John Kupice: A wide range of items are bought and sold on the H-Source marketplace—from everyday items such as blades, staplers, cath lab supplies, mesh, sutures, guidewires, ligatures and crash carts to capital equipment such as surgical beds, surgical microscopes, robotics and MRI equipment.
Waste360: What are the biggest challenges implementing this system at healthcare facilities?
John Kupice: Healthcare supply chain professionals see the products that get thrown away, but they rarely understand the money that represents. The cash value of items that get discarded and the simplicity of selling those items to other facilities that need them make a compelling case to look to H-Source before discarding inventory.

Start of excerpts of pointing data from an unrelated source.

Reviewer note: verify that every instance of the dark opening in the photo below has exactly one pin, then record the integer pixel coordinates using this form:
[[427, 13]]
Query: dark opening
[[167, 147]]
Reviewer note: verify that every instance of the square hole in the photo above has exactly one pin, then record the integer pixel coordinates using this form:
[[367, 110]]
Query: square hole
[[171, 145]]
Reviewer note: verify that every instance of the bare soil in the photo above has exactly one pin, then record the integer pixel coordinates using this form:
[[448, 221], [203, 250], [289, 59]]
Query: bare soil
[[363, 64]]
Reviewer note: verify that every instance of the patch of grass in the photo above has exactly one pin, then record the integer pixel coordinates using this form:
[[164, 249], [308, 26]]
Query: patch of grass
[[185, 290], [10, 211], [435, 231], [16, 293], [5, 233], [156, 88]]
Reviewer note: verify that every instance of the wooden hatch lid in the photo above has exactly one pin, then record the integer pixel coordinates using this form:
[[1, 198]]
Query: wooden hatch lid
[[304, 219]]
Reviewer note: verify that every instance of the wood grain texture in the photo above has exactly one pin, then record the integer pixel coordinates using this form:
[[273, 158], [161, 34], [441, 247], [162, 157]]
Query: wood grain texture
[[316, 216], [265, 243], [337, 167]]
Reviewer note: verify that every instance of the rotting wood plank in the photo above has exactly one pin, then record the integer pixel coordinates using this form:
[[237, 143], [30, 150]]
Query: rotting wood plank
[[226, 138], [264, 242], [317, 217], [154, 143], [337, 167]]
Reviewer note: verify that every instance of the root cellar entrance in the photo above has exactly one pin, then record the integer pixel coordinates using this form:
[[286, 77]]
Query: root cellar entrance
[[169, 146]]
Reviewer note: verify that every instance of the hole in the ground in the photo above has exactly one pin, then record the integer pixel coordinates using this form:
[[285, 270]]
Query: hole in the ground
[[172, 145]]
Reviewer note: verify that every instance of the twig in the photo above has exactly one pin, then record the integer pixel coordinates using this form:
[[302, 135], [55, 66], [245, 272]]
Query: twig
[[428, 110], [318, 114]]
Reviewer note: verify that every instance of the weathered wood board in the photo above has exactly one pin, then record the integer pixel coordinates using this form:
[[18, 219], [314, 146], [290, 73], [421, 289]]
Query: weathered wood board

The national average profit margins for hospitals in 2017 was 2.1 percent and trending down, meaning it takes $48 in revenue to make $1 in profit. With such tight margins, any money recovered from inventory that would otherwise be discarded has a significant impact on cash flow.
For example, Colorado hospitals saved more than $1 million in the first quarter of 2018 by buying and selling items with each other, from basic disposables to MRIs, infusion pumps and Da Vinci scopes. At a 2.1 percent margin, that $1 million savings would have required $47.6 million in revenue.